Thomas Cole - Expulsión. Luna y luz de fuego (1828)
Ali, um
espectáculo de fogos incandescentes, sublime, sublime, regurgitam os mirones, ruas
apinhadas, praças repletas e o povo, assim se chama à cercadura de pessoas, extasiado,
abre olhos e bocas, se tudo se ilumina e a noite perde, por breves instantes, a
negrura, a natureza a fizera. São as festas, vejo, o aguilhão mantém homens e
mulheres no ritmo que lhes deram e os calam e os afugentam e os fazem esquecer
a flor do cipreste, as águas insalubres, do céu agora correm. E assim viajam de
esquecimento em esquecimento, até que lhes doa o peito e as pernas, e uma cama
os acolha, tão derruídos, sem face que se mostre, sem palavra que se oiça, sem
dedo que aponte um caminho.
Os barcos
apodreceram e os barqueiros não sabem de remos nem velas.
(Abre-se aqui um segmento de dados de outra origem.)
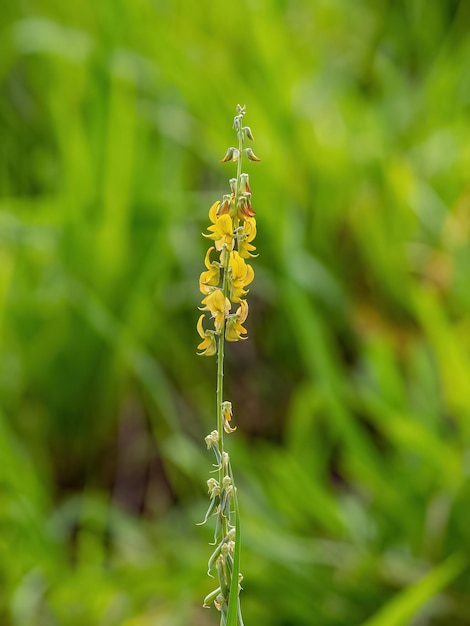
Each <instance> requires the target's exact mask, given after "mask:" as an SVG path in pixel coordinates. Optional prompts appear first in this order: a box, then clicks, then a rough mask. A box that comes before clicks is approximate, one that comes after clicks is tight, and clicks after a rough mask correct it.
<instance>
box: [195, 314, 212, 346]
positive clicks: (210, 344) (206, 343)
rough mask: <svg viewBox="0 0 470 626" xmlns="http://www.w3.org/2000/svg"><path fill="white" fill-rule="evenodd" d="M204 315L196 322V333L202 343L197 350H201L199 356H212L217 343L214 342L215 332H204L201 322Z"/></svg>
mask: <svg viewBox="0 0 470 626" xmlns="http://www.w3.org/2000/svg"><path fill="white" fill-rule="evenodd" d="M204 317H205V315H204V313H203V314H202V315H201V316H200V318H199V320H198V322H197V332H198V333H199V335H200V337H202V339H203V341H201V343H200V344H199V345H198V347H197V349H198V350H202V352H199V356H213V355H214V354H215V353H216V352H217V342H216V340H215V331H213V330H204V328H203V326H202V320H203V319H204Z"/></svg>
Escutam no fio da
noite o rumor dos passos, a água desliza para o mar, as mãos caídas, a língua
seca. Já não respiram, estão ali tão lentos à espera que a morte os leve, e
tudo passa diante deles, mas os olhos só vêem mares salgados, poentes
rancorosos, águas de xisto e areia, algas, cardumes maiores que o mundo. Presos
no horizonte, estão os olhos dos conquistadores, vítreos, lavrados em pedra,
desfeitos pelo vento. Barqueiros de barcos sem vela, navegadores do seco
oceano, gente esquecida, ébria, sem destino, gente perdida de festa em festa,
de olhos incandescentes, presos ao céu, ao artifício de fogo que se ergue e
logo cai, gente que sonha águas e ondas, um mar aberto para fugir da servidão
da terra, da corveia sem fim a pagar.
As mãos, mãos
ainda têm, pegam em artifício de madeira, para obrar em toda a obra, rasgar a
pele do animal, traçar rotas atlânticas, ou uma rua de casas caiadas e
laranjeiras bravas. Que tudo se afaste, pensam e vêem desfilar os elementos do
mundo. Ali vão eles alinhados, passo
certo, pés a estrondear no alcatrão da noite, essa que não vem. Se os fogos se
ateiam, os mirones dizem sublime, sublime, depois calam-se, baixam os olhos, e
caminham para casa. Pensam no mar, em caravelas, nas prostitutas dos grandes portos
à sua espera, pensam na noite, e o cheiro da luz a entrar-lhes pelas narinas, a
abrir o caminho para o cérebro, para a duna feroz do esquecimento. E ali vão,
desdentados e grisalhos, o lençol branco os espera, depois a terra fria e um
ramo de flores, se as houver, marca o princípio do aluimento. Apinham-se as
ruas e um espectáculo de fogos incandescentes amotina a madrugada, desenha
constelações no céu de veludo, as praças há muito abandonadas.